Mas vamos aos fatos.

A família Bolsonaro tem uma estrutura de poder onde o pai, a esposa, cada filho, parentes, ex-esposas e amigos exercem um papel estratégico na comunicação, na articulação política,na agressividade da imagem pública e na execução de tarefas. É um ambiente de conflitos internos e disputas por influência onde as tensões são constantes. Destacam-se os ciúmes, a competição por espaço político, as traições e as crises emocionais.

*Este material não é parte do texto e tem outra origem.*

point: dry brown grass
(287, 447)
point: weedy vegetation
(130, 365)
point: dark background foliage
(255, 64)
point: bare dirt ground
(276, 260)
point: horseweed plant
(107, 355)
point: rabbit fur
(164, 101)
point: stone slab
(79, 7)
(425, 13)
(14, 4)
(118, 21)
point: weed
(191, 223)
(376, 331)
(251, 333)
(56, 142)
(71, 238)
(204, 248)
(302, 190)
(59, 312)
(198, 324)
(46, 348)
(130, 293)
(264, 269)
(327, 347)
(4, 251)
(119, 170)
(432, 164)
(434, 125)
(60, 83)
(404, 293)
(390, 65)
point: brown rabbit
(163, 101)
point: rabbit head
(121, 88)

Uma mistura de poder político, esquemas de cobrança, operadores diversos, contabilidade paralela e pressão sobre os envolvidos.

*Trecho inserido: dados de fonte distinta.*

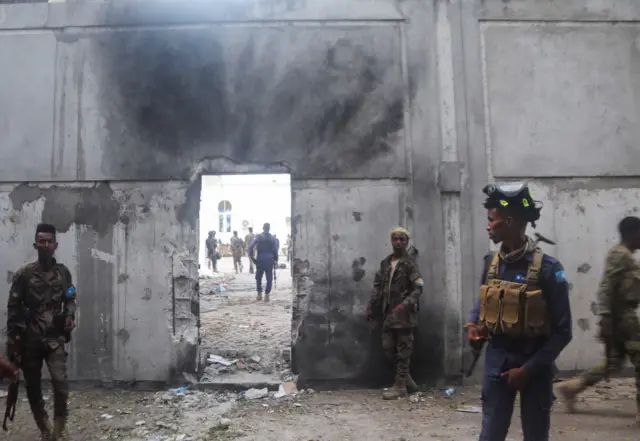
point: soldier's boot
(60, 429)
(569, 390)
(412, 386)
(399, 389)
(45, 427)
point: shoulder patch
(70, 292)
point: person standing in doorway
(40, 317)
(289, 248)
(266, 259)
(237, 250)
(396, 300)
(524, 314)
(618, 298)
(247, 241)
(212, 251)
(275, 238)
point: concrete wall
(383, 112)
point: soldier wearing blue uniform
(266, 259)
(524, 313)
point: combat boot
(399, 390)
(45, 428)
(569, 390)
(412, 386)
(59, 429)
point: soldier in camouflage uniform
(8, 370)
(247, 241)
(618, 298)
(237, 250)
(40, 318)
(396, 299)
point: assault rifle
(275, 275)
(12, 396)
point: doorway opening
(244, 339)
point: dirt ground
(250, 337)
(237, 327)
(606, 412)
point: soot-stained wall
(117, 109)
(325, 101)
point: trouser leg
(497, 408)
(536, 400)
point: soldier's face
(399, 241)
(497, 225)
(45, 244)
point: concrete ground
(607, 413)
(253, 335)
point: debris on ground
(285, 389)
(469, 409)
(255, 394)
(244, 338)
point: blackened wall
(113, 110)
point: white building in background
(236, 202)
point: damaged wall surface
(384, 112)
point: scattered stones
(255, 394)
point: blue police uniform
(267, 255)
(536, 355)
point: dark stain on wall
(64, 206)
(357, 270)
(305, 96)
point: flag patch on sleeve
(561, 276)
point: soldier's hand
(606, 328)
(367, 314)
(516, 378)
(69, 324)
(475, 333)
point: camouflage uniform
(620, 288)
(38, 301)
(247, 241)
(237, 249)
(392, 288)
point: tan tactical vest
(515, 309)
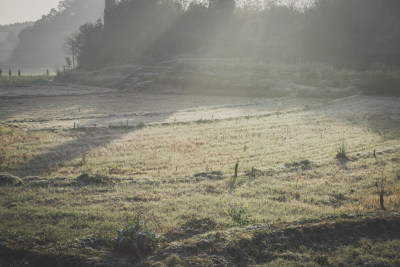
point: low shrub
(137, 238)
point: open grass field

A condenação e prisão de Jair Bolsonaro resultou na sua perda de influência, isolamento político e dependência de familiares e aliados, abrindo espaços para o acirramento de todos os tipos de disputas pelo poder, quer seja na família ou nos grupos bolsonaristas de uma forma geral. 

Essa situação se agravou desde quando Flávio foi ungido pelo pai como seu primeiro herdeiro político e candidato à Presidência da República. O ninho bolsonarista tornou-se um barril de pólvora. Para piorar, o sumiço de parte dos 160 milhões de reais que seriam “doados” por Daniel Vorcaro para supostamente financiar o filme Dark Horse agravou o clima e a selvageria correu solta entre eles. Como uma novela ao estilo mafioso, eles entraram no modo de antropofagia.

Porém, a mente das criaturas da “familícia” Bolsonaro é ainda mais asquerosa. Eles e ela se digladiam de forma cruel e pública com constantes traições, golpes financeiros e rasteiras emocionais, tudo para herdar o império político e o sistema do bolsonarismo para, dessa forma, controlar o dinheiro. O que importa é o vale-tudo. 

Desde o lançamento de Flávio pelo pai como seu herdeiro político, Michelle e seu grupo se mostraram insatisfeitos. As reações foram diversas: desde uma postura de alheamento à campanha de Flávio até os acontecimentos mais recentes, quando ela o detonou em um vídeo que, segundo comentários de articulistas políticos, teria inclusive o dedo do próprio ex-presidente e de vários de seus fiéis seguidores. Mas ela jura que permanece fiel ao marido, a quem diz ter a “missão” de cuidar. 

Michelle, em muitas ocasiões povoou os noticiários com reportagens sobre suas atividades com o famoso Queiróz que, aliás, anda bastante sumido. Segundo comentários, foi uma das vozes mais radicais a favor do golpe do 8 de Janeiro. Mas, não se fez de rogada e, recentemente, passou a assumir uma postura branda. 

Amenizou o discurso extremista para dar um verniz democrático e se apresentou como uma mulher vítima do machismo de Flávio, acenando com a bandeira de luta das mulheres com o carimbo de evangélica e, inclusive, acenando com um certo “discurso progressista” ao reconhecer como positivas algumas medidas de proteção às mulheres, promovidas pelo governo do presidente Lula. Ela e suas seguidoras.

Mas é preciso mais. É preciso algo que gere comoção e sentimento de pena dos eleitores de Bolsonaro, cujo espólio ela quer disputar. Ao arquitetar uma desobediência deliberada do marido durante a prisão domiciliar, o plano pretendia levá-lo de volta à Papuda, o que seria um prato cheio para seus planos. O momento do retorno dele à prisão seria ideal para ela declarar que esse era um sinal de “Deus” para que ela se “levante” em defesa da família, da liberdade e do Brasil, contra as maldades cometidas contra seu marido e contra as mulheres, alegando que estava sendo agredida por Flávio.

Paralelamente a tudo isso, parte da mídia vem tentando construir uma nova imagem de Michelle. Alguma coisa de difícil compreensão e que desafia a inteligência para ser decifrada. Uma figura enigmática, pronta para se tornar uma nova mito na política pós-bolsonarista. E então, será que o cenário está preparado para ela ser lançada como substituta do Flávio “rachadinha” como candidata à Presidência? Isso tudo pode até ser uma viagem, mas faz sentido. Está tudo acontecendo e você pode acompanhar na tela do celular. Veremos até onde isso vai dar.